O caso do aeroporto paulista é típico dos equívocos que marcaram os processos de concessão, embalados pela euforia desmedida com a expansão econômica do país. Desde que o novo terminal foi inaugurado, há quatro anos, o complexo não atingiu a meta prevista de movimento. As instalações foram projetadas para receber 25 milhões de passageiros por ano, mas nunca receberam nem 10 milhões. Com a pandemia, esse número não deve passar dos 3 milhões. Suas donas, as empreiteiras Triunfo e UTC, alvos da Lava-Jato, tentam minimizar os prejuízos depois de devolver o ativo à União. A concessionária entrou em recuperação judicial há dois anos e agora procura empurrar 3 bilhões de reais em dívidas para o próximo responsável pela operação. Além disso, pretende reaver parte dos recursos que investiu por meio de um processo de arbitragem com a Anac, previsto na lei de relicitação. Fontes próximas à concessionária dizem que ainda há esperança entre os sócios de que consigam até mesmo manter o aeroporto, agora em situação mais confortável, caso a nova licitação não seja bem-sucedida. Para ajudar nesses processos, a operadora contratou consultores com bom trânsito em Brasília, como o advogado Frederick Wassef, ligado à família Bolsonaro, e Adalberto Vasconcelos, próximo do atual ministro da Infraestrutura, Tarcísio Gomes de Freitas.
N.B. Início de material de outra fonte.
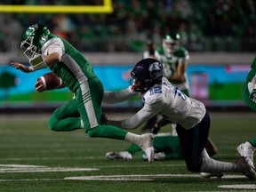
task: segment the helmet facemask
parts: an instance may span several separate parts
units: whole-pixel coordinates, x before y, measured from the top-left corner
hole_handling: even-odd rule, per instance
[[[47,41],[49,34],[47,27],[41,24],[34,24],[23,32],[20,48],[25,49],[24,54],[28,60],[40,54],[41,47]]]
[[[138,62],[131,72],[132,90],[144,93],[154,84],[162,81],[162,64],[154,59],[144,59]]]
[[[33,40],[34,36],[29,36],[20,44],[20,48],[25,50],[24,55],[28,60],[39,54],[37,47],[33,44]]]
O secretário nacional de Aviação Civil, Ronei Glanzmann, relativiza o impacto de reveses como o de Viracopos. “As devoluções são amigáveis, como manda a lei”, lembrando que o aeroporto de São Gonçalo do Amarante, nos arredores de Natal, também foi devolvido. O otimismo do secretário é maior, no entanto, com a nova rodada de licitações. Para Glanzmann, não vai faltar investidor interessado. Nas projeções do governo, o comércio eletrônico aquecido pode salvar a receita das operações de carga. Tal raciocínio, porém, pode não se confirmar na prática. A maioria dos aeroportos brasileiros sobrevive mesmo do fluxo de passageiros. A movimentação de cargas, segundo os operadores, não é tão significativa e cresceu pouco na pandemia.
Ao contrário do que ocorreu no passado, a nova rodada de concessões deve ter um número limitado de operadores globais, que podem até se interessar pelos aeroportos brasileiros, mas, no momento, enfrentam problemas com a Covid-19 em seu país de origem. Alguns não descartam participar, desde que na forma de pequenas fatias, em parceria com fundos de investimentos. Renato Sucupira, da BF Capital, especialista em avaliar aeroportos, diz que as operadoras estão preocupadas em não conseguir fazer uma avaliação correta da situação operacional, afetada pela pandemia. Assim como acontece com as companhias aéreas, o setor de aeroportos deve ainda enfrentar tempos de dureza pela frente.